The New York Shipping Association said the International Longshoremen's Association's rejection of a contract extension will cost ILA members millions of dollars in wages in the Port of New York and New Jersey.
The NYSA is part of United States Maritime Alliance, which proposed a two-year extension of the ILA's Atlantic and Gulf master contract that expires next September.
The ILA's 200-member wage scale committee rejected the extension this month, mainly because it did not meet union demands to restrict the use of computer-based technology.
NYSA President Joseph Curto said the contract rejection was "disappointing" because employers had worked with the ILA in implementing technology. He said the extension would have given an immediate wage increase totaling an estimated $1.24 million in the next year to entry-level dockworkers, whose pay would have jumped from $16 an hour to $20.
ILA opponents of the extension complained that it would have delayed by one year a general wage increase set for Oct. 1 under the current contract. But Curto said that during the proposed extension to 2012, dockworker wages in the port would have risen an estimated $61.5 million because of back-loaded increases targeted mainly at workers in lower wage tiers.

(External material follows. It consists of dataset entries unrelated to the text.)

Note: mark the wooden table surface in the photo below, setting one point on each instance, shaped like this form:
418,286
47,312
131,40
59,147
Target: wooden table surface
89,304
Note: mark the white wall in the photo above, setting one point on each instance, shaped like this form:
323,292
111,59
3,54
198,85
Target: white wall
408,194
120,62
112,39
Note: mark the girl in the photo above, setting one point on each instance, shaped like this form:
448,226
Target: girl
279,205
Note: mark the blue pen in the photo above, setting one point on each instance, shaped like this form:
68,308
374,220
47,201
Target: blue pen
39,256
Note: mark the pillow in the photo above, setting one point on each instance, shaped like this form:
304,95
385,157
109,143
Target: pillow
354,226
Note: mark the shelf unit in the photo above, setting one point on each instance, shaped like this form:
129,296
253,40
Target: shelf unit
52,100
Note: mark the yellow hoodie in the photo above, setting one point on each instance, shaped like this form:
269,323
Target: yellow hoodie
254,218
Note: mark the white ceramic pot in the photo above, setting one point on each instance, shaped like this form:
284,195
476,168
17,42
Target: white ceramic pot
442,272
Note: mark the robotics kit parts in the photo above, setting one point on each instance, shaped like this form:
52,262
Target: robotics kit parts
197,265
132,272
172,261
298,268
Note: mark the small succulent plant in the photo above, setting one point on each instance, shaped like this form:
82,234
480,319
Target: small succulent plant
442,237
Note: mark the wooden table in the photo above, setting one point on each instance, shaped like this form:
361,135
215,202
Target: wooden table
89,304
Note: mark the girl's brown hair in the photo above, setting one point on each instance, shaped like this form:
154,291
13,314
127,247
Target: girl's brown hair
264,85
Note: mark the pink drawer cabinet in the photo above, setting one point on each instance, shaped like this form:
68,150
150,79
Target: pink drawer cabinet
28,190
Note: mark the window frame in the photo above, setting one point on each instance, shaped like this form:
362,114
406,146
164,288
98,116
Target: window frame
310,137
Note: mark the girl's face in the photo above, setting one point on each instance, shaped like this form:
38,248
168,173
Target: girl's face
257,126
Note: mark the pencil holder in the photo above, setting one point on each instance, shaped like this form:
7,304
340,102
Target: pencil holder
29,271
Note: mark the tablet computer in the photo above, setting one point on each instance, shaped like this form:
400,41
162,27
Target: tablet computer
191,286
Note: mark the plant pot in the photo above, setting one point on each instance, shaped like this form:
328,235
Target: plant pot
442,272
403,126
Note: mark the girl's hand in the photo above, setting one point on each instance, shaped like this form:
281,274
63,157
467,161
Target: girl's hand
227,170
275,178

"At a time when the economy has impacted many families, the members of the ILA here in the Port of New York and New Jersey would have gained substantially with the proposed contract extension," Curto said.
Frank McDonough, who retired last week as NYSA president, said the port is "on the brink of increased growth, with the expected doubling of cargo by 2020. With growth come jobs -- increased hours for existing workers and creation of jobs for future workers as well."
He said the Bayonne Bridge's restrictions on vessel clearance are the only real impediment to the port's growth and are finally being addressed, "So why would the ILA pick now to create their own obstacle to growth?"